3D MTF estimation using sphere phantoms for cone-beam computed tomography systems

Purpose: For cone-beam computed tomography (CBCT) systems, we propose a sphere phantom based method to estimate the full three-dimensional (3D) modulation transfer function (MTF).

Methods: The FDK reconstruction of CBCT system in a local region was modeled by a triple convolution operator. Afterward, we calculated the directional projections of ideal and reconstructed sphere phantoms into a two-dimensional (2D) plane for multiple views. To estimate the projected 3D point spread function (PSF), we applied the 2D Richardson-Lucy deconvolution with Tikhonov-Miller (RL-TM). After estimating the projected 3D PSF from multiple views, the full 3D PSF was estimated by performing filtered backprojection. Then, the full 3D MTF was calculated by taking the modulus of the Fourier transform of the estimated 3D PSF. To validate the proposed method, we reconstructed sphere phantoms from simulation and experiment data. We simulated ideal 3D MTFs and compared them with the estimated 3D MTFs along the $f_z$ -, $f_x$ -, and $f_{{45}^{\circ }}$ -directions. The full-width at half-maximum (FWHM) and full-width at tenth-maximum (FWTM) values were compared between ideal and estimated 3D MTFs.

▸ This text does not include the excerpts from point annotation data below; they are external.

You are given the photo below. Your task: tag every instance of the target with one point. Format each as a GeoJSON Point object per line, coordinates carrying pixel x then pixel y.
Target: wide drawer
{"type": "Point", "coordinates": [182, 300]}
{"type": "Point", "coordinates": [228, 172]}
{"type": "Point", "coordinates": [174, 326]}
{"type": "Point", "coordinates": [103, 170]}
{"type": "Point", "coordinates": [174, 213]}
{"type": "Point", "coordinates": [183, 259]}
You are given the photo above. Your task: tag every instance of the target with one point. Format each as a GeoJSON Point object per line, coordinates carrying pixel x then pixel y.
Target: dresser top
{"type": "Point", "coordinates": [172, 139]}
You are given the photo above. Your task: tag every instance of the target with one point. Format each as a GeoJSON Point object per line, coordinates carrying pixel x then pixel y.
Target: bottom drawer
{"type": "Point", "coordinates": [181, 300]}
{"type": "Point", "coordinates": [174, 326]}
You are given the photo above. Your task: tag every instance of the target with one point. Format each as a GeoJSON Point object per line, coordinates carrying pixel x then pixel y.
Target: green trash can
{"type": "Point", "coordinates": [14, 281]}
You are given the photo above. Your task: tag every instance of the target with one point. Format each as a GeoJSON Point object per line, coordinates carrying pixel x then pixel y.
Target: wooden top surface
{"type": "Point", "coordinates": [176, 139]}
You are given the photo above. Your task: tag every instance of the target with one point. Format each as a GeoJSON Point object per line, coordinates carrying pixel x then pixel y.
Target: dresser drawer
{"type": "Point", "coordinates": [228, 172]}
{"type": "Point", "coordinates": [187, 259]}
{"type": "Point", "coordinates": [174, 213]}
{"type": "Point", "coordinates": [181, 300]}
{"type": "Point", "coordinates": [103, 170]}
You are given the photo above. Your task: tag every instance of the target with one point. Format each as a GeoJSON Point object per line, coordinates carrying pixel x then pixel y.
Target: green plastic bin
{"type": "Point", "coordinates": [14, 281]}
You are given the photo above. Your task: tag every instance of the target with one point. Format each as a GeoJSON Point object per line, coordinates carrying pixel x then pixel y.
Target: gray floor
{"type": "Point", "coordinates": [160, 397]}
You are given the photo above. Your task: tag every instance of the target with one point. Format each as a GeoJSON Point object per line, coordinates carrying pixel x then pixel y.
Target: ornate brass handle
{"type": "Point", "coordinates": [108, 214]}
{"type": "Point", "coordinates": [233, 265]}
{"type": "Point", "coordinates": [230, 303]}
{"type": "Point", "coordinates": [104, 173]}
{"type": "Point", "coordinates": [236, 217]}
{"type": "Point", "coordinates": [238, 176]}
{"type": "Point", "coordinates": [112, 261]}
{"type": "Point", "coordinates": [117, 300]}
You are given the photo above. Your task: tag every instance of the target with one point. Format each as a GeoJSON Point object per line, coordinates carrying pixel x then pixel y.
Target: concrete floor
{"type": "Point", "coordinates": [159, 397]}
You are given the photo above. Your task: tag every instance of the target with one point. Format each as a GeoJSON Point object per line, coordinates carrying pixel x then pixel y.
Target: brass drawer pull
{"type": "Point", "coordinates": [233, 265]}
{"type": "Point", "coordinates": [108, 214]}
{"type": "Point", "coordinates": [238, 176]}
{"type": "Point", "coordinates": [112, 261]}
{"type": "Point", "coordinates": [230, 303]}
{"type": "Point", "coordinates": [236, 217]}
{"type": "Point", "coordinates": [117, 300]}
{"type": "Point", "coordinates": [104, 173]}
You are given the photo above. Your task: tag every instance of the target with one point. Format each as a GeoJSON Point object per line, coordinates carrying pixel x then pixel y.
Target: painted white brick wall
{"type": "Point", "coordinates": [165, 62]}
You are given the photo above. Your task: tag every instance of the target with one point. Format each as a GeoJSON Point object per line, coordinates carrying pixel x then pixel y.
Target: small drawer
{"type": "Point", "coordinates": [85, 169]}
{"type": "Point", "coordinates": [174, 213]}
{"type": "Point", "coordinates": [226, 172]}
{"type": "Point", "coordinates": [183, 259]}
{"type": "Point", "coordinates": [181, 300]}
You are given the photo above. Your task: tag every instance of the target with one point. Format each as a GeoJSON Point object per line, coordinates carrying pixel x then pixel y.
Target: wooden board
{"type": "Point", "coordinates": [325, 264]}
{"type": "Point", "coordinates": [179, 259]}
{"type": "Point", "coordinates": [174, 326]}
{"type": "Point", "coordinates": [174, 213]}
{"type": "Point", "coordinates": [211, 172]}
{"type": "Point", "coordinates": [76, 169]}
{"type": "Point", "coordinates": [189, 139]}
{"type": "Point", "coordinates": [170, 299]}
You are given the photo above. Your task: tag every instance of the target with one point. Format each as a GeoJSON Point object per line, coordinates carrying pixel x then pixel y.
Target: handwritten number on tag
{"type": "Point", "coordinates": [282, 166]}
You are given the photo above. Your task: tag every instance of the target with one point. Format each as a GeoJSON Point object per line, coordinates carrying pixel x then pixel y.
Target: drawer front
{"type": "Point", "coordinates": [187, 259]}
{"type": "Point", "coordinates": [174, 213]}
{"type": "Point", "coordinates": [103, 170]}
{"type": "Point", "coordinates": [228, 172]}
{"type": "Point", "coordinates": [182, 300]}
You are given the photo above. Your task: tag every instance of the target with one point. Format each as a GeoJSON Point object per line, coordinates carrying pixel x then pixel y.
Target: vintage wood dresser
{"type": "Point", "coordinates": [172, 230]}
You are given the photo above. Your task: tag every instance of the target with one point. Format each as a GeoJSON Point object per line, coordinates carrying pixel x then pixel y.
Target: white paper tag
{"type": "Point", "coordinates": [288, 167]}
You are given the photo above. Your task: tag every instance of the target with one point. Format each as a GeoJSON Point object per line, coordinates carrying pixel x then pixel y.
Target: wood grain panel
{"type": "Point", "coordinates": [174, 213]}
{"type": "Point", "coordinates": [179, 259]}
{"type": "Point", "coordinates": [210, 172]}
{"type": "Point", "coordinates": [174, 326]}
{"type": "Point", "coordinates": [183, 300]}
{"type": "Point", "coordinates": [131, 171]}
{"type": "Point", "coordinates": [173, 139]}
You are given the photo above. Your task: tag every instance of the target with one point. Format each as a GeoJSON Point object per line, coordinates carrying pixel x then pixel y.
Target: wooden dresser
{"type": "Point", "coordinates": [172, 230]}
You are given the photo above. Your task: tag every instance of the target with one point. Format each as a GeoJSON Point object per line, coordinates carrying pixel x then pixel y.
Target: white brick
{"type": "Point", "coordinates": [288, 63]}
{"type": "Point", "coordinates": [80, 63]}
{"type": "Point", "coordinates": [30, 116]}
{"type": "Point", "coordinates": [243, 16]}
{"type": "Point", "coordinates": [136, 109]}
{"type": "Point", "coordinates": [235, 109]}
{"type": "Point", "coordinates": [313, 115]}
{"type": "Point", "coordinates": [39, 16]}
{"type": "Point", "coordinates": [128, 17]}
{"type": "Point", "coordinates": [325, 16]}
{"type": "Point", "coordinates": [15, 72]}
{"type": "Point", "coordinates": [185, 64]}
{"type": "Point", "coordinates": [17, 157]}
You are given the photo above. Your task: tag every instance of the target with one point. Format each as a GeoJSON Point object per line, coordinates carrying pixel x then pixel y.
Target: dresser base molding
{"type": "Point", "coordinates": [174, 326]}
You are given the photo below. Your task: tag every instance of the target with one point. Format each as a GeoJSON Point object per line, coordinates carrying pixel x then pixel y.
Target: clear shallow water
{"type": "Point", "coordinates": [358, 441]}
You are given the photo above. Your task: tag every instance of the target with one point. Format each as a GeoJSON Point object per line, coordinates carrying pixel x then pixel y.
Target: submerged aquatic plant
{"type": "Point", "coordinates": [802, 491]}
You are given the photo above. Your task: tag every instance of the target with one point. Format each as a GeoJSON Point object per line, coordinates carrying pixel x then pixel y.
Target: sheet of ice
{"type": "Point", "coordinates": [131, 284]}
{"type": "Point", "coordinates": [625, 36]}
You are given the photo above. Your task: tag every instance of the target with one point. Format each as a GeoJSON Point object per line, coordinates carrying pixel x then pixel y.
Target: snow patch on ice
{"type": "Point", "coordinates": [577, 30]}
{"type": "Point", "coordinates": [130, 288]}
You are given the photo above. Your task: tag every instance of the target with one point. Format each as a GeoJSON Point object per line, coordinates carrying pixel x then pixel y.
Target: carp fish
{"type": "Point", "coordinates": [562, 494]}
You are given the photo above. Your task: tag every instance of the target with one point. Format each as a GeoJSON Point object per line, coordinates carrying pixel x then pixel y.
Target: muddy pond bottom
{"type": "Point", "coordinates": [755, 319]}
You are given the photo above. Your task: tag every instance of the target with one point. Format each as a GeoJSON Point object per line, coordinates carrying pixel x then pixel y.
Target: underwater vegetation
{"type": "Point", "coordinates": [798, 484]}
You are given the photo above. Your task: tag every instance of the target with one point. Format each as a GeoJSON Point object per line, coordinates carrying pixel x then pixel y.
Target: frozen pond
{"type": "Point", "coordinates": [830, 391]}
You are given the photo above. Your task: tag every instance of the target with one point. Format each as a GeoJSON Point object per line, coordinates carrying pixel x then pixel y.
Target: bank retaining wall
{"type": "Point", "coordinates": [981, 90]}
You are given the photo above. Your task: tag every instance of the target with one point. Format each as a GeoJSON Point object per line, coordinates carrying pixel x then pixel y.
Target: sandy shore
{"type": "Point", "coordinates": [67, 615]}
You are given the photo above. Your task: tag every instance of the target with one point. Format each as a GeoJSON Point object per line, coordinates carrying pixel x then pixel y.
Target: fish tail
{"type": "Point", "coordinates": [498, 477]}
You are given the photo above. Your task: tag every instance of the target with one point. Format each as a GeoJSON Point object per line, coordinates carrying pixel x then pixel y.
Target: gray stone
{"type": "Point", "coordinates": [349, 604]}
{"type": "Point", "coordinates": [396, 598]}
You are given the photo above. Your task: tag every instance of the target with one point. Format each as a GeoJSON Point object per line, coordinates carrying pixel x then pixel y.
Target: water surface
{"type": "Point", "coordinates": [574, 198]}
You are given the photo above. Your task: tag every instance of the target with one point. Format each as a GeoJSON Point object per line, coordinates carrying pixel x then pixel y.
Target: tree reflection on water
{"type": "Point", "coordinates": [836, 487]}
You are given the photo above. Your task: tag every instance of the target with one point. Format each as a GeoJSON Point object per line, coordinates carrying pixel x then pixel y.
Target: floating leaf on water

Results: The estimated 3D MTFs from both the simulation and experiment results show qualitative similarity in their shapes with the ideal 3D MTFs; FWHM and FWTM results quantitatively show that the proposed method provides reliable estimation performance. In particular, the estimated 3D MTF in a missing cone region was correctly matched with the corresponding ideal 3D MTF.

Conclusions: In this work, we proposed a full 3D MTF estimation method for CBCT systems. Based on the results, we believe that the proposed method can be used to evaluate the spatial resolution performance of CBCT systems.